The Nextflow Folder

After a Pipeline run is completed, Nextflow produces a set of logs and reports. They contain information about the execution of the Pipeline and can serve as a helpful resource for debugging.

The files are the following:

  • dag.html - a direct acyclic graph (DAG) visualization of your Pipeline, where the vertices are the Capsule job names and the edges are the data transfer channel names.

  • netflow.log - text file with detailed information about the execution of the Pipeline. This is one of the most comprehensive files and the best place to find specific technical errors that caused a Pipeline to fail.

  • report.html - an HTML version of nextflow.log. This report has the sections Summary, Resources, and Tasks. The Summary section reports the execution status, the launch command, overall execution time and some other workflow metadata. The Resources section plots the distribution of resource usage for CPU, memory, job duration and disk I/O for each workflow process. They have two or three tabs with the raw values and a percentage representation showing what proportion of the requested resources were used. These plots are helpful to check that task resources are used efficiently. The Tasks section lists all executed tasks, reporting for each of them the status, the actual command script, and many other metrics.

  • trace.txt - useful information about each process executed in your pipeline script, including run status of each job

FieldInformation provided

Task_id

Task ID.

Hash

Task hash code.

Native_id

Task ID given by the underlying execution system e.g. POSIX process PID when executed locally, job ID when executed by a grid engine, etc.

Name

Task name

Status

Task status. Possible values are: COMPLETED, FAILED, and ABORTED.

Exit

POSIX process exit status.

Submit

Timestamp when the task has been submitted.

Duration

Time elapsed to complete since the submission.

Realtime

Task execution time i.e. delta between completion and start timestamp.

%cpu

Percentage of CPU used by the process.

Peak_rss

Peak of real memory.

Peak_vmem

Peak of virtual memory.

Rchar

Number of bytes the process read, using any read-like system call from files, pipes, tty, etc.

Wchar

Number of bytes the process wrote, using any write-like system call.

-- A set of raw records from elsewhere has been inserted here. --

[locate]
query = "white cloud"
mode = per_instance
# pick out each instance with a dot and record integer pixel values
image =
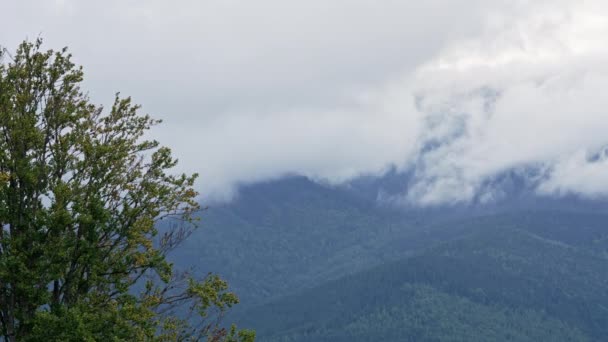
(461, 91)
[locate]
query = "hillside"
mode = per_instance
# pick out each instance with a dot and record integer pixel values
(501, 280)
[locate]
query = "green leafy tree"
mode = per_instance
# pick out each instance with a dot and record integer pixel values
(81, 195)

  • timeline.html - an HTML timeline with a bar for each process executed in your Pipeline. As each process can spawn many tasks, colors are used to identify those tasks belonging to the same process. The bar length represents the task duration time (wall-time). The colored area in each bar represents the real execution time. The grey area to the left of the colored area represents the task scheduling wait time. The grey area to the right of the colored area represents the task termination time (clean-up and file un-staging). The numbers on the x-axis represent the time in absolute units e.g. minutes, hours, etc. Each bar displays two numbers: the task duration time and the virtual memory size peak.